Three east African bourses aim to set up alternative markets focused on
fast-growing companies this year, a move they hope will also boost liquidity
and draw more business.
The stock exchanges of Kenya, Tanzania and Uganda have each drawn up
rules to allow small and medium-size enterprises, as well as other companies
that do not qualify for their main boards, to list.
The effort is the latest attempt to breathe life into Africa's nascent
bourses. Africa is home to some of the world's fastest growing economies but
its small, relatively illiquid capital markets have yet to catch up.
"We're a young economy and we thought that in order to remain
relevant as a stock exchange we needed to provide this platform for small
companies looking to raise public capital in order to expand the
business," said Donald Ouma, head of market and product development at the
Nairobi Securities Exchange.
The effort, which senior officials said was not co-ordinated between
the three countries, will create markets with less stringent criteria,
including lower capital and shareholder requirements.
Neighbouring Rwanda may eventually follow suit. Rwanda's one-year-old
stock exchange, home to four companies, may also introduce guidelines later
this year to accommodate SMEs, a top regulator said.
The slow pace of listings by local companies on the exchanges has
prompted the renewed effort to lure younger but riskier firms, many of them
family-owned.
By targeting SMEs, which outnumber blue chips and are seen as an engine
of job creation, they hope to nurture companies that could one day list on the
main board and expand into the wider East African Community.
A flotation could also provide an additional source of financing for
firms that often rely on short-term credit from banks or, if lenders view them
as too risky, family resources.
The Uganda Securities Exchange and the Nairobi Securities Exchange will
name their new markets the Growth Enterprise Market Segment (GEMS), while the
Dar es Salaam Stock Exchange in Tanzania has opted for the Enterprise Growth
Market Segment.
Mr Kitua |
All three attempted alternative markets in the past but were unable to
attract new firms because the rules were still too onerous or they were seen as
inferior to the main market.
This time, the officials said, the exchanges would step up efforts to
market the benefits of listing.
Under the new rules, the three bourses require firms seeking admission
to appoint a nominated advisor, a feature borrowed from the London Stock
Exchange's Alternative Investment Market.
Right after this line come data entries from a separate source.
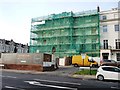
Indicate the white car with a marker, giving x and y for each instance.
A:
(108, 72)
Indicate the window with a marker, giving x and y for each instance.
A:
(105, 28)
(111, 69)
(117, 42)
(117, 27)
(105, 42)
(118, 56)
(104, 17)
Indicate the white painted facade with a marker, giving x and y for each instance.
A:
(108, 20)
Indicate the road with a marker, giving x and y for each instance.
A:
(51, 81)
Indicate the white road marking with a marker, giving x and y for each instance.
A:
(13, 88)
(8, 76)
(39, 84)
(115, 87)
(58, 82)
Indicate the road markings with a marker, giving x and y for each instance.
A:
(53, 86)
(13, 88)
(57, 82)
(8, 76)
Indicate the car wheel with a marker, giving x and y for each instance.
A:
(100, 77)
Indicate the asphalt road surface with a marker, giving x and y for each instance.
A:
(49, 81)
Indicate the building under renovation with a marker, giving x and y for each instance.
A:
(66, 34)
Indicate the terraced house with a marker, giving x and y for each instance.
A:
(66, 34)
(92, 32)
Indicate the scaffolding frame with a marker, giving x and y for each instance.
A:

The advisor will guide the companies through the listing process and
also advise them after admission.
Joseph Kitamirike, the USE's chief executive, told Reuters last week
that he expected regulators to approve GEMS next month and that the exchange
was already in talks with three potential candidates.
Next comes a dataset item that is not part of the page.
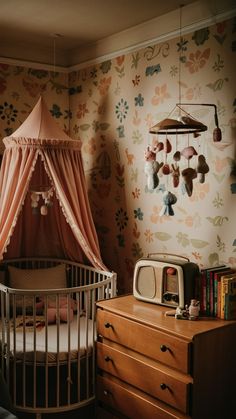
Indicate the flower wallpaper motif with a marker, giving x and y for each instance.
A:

He said GEMS was designed for companies of any size that did not
qualify for the main board, rather than SMEs. So far, firms in the insurance,
transport and real estate sectors had shown interest but he also expected
technology firms to join the segment.
"Any company that has a growth story to tell we are willing to
facilitate," he said.
Tanzania's bourse chief executive Gabriel Kitua said he expects no more
than two listings this year, but added that many businesses could potentially
qualify.
"The private sector is just coming to maturity at this moment in
time," he said. "The big companies, they're not as many as small and
medium scale companies."
Nairobi's Ouma said GEMS is targeting four flotations in 2013.
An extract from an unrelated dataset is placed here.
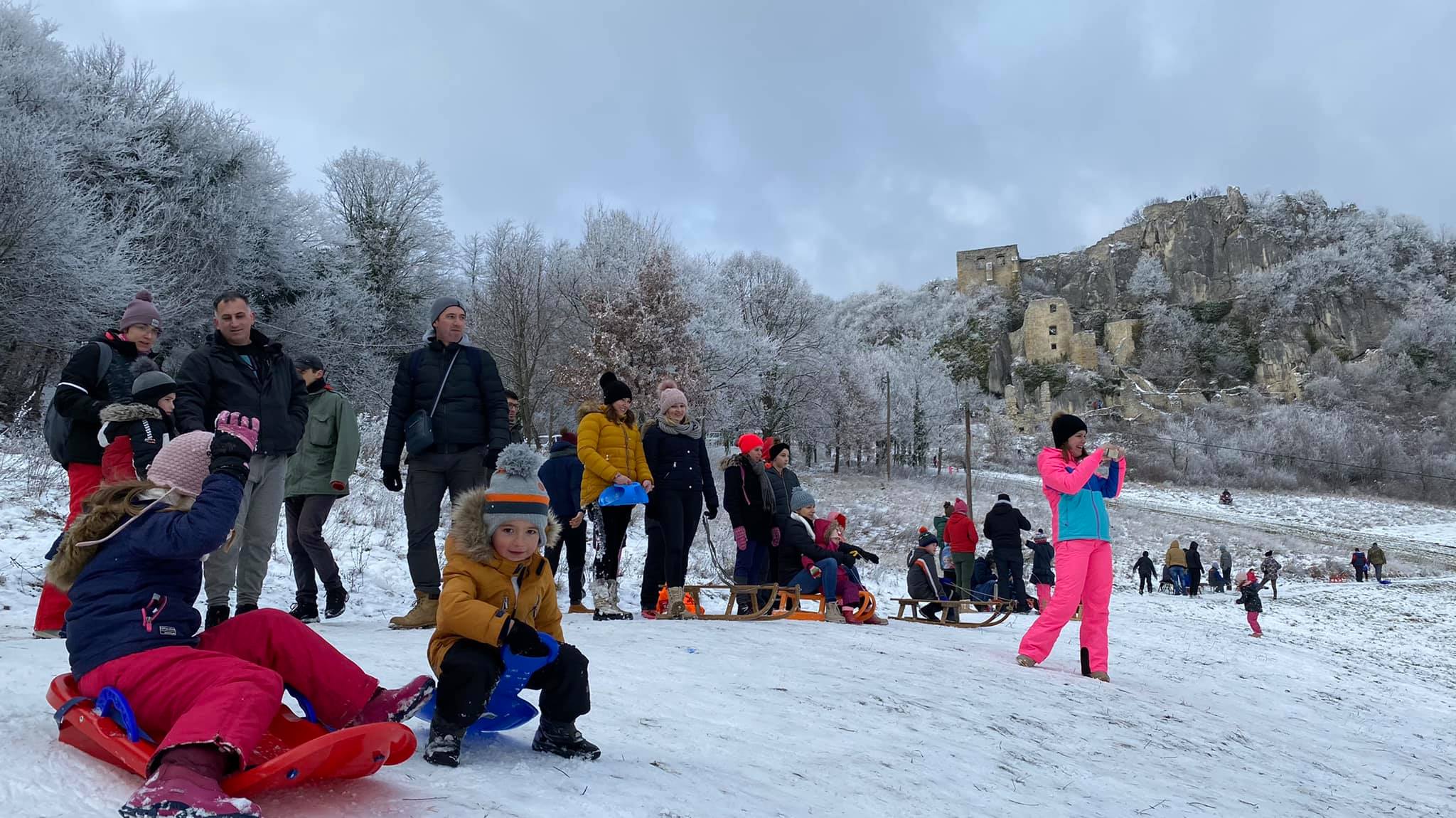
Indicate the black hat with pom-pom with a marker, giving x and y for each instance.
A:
(614, 391)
Regulators in Rwanda recently began a joint study with the African
Development Bank into the financing needs of SMEs and intend to issue
guidelines for the creation of a separate market, Robert Mathu, head of the Capital
Market Authority, said.
"There's an intention to come out with guidelines that will
specifically accommodate SMEs to be able to access long term capital through
the capital market," he said. "The whole essence of (an) SME market
is to make that market a breeding ground for the main market."